Netflix: Better Late than Never or Too Late to Matter?

October 10th, 2011

Netflix is at it again. In an attempt to make things less “difficult” for its customers, Netflix CEO Reed Hastings announced Monday morning that Netflix will abandon its plans for Qwikster and will keep both DVD and online streaming services under one company – Netflix.

In his blog post, Hastings made it clear that Qwikster is no more: “This means no change: one website, one account, one password… in other words, no Qwikster.” Sounds great, right?  But is this enough to win back the 1M+ customers his company has already lost?

In a previous blog post, we offered insight into why Hastings’ September apology backfired. One of them was his failure to take action. Well, he got the memo. He’s finally listening to the demands of Netflix’s many disgruntled users and he’s trying to make amends with them. But, from a business and PR standpoint, will it work?

From a business perspective, late is better than never. Since the announcement that the company will remain as one entity, Netflix’s stakeholders are feeling more confident in the company’s plan of action. By 10:11 a.m. EST, Netflix stocks increased $6.97, or 6 percent, to $124.182 after touching $128.50 for the biggest intraday gain since January 27. According to one analyst, Janney Capital Markets’ Tony Wible, the gain happened because management is showing it is determined to “break the negative momentum through positive catalysts,” and investors should “hedge positions into the upcoming earnings.”

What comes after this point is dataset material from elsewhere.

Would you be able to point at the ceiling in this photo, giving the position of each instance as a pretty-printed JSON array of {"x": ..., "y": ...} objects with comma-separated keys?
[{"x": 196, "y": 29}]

But stakeholders aren’t the only side of the equation – and those on the other bench, the customers, aren’t playing nice. Even though Hastings emailed his customer base, he continues to practice poor communication skills and PR etiquette. In his very brief post, Hastings sounds tired and detached, as if he were beaten into submission by the constant pressures of trying to please all of his customers. Yes, he listened to Netflix users, but he did so pretty late in the game.

Hastings says that his company is moving too fast, but customers feel that his focus is on quickly improving his company’s service and not its customer relations. Many users are still frustrated not only because of the price hike, the lack of explanation on these changes, and the constant backtracking – but because there was still no real apology. And the frustrated users are giving Hastings ample feedback on his most recent executive decision:

“Here’s the problem. Hastings is only focused on his money. So he tries an idea that will make him more money, then has to “apply fixes” when he realizes that it made the customer mad. What he should be focusing on is how can he bring the most value to the customer. If that were his focus, his customer base would be increasing and profits would take care of themselves.”

“You’ve got to do more than this to win customers back. Cutting that price increase in half would be more like it. I’m offended you didn’t apologize in this statement for taking your customers on these silly rides … Resigning might be the best thing to gain the faith of your customers and stockholders to believe in this company again. Too many gaffs. I cant believe in this company with its egotism.”

 Hastings announcement opened up a can of worms on Netlfix’s blog, giving customers a reason to lash out even more harshly than they did in July, with complaints ranging from poor movie selections, to price increase, to Hastings competency as a CEO, to finding better services.

While the jury’s still out on whether former users will flock back to Netflix, the whole situation provides the perfect example of what not to do as a company in crisis, with perhaps the most important lesson being do your research.

Strategic business solutions should not be made on a whim. Take into consideration your customers needs, their likes and dislikes. Focus groups and interviews are a great way to mine information from those people whose opinions and attitudes should matter most in a company – the consumer. And please, learn how to give a heartfelt and eloquent apology. You never know when you might need to give one.

Think about it:Where does Netflix go from here? Is Hastings on the right path to redemption?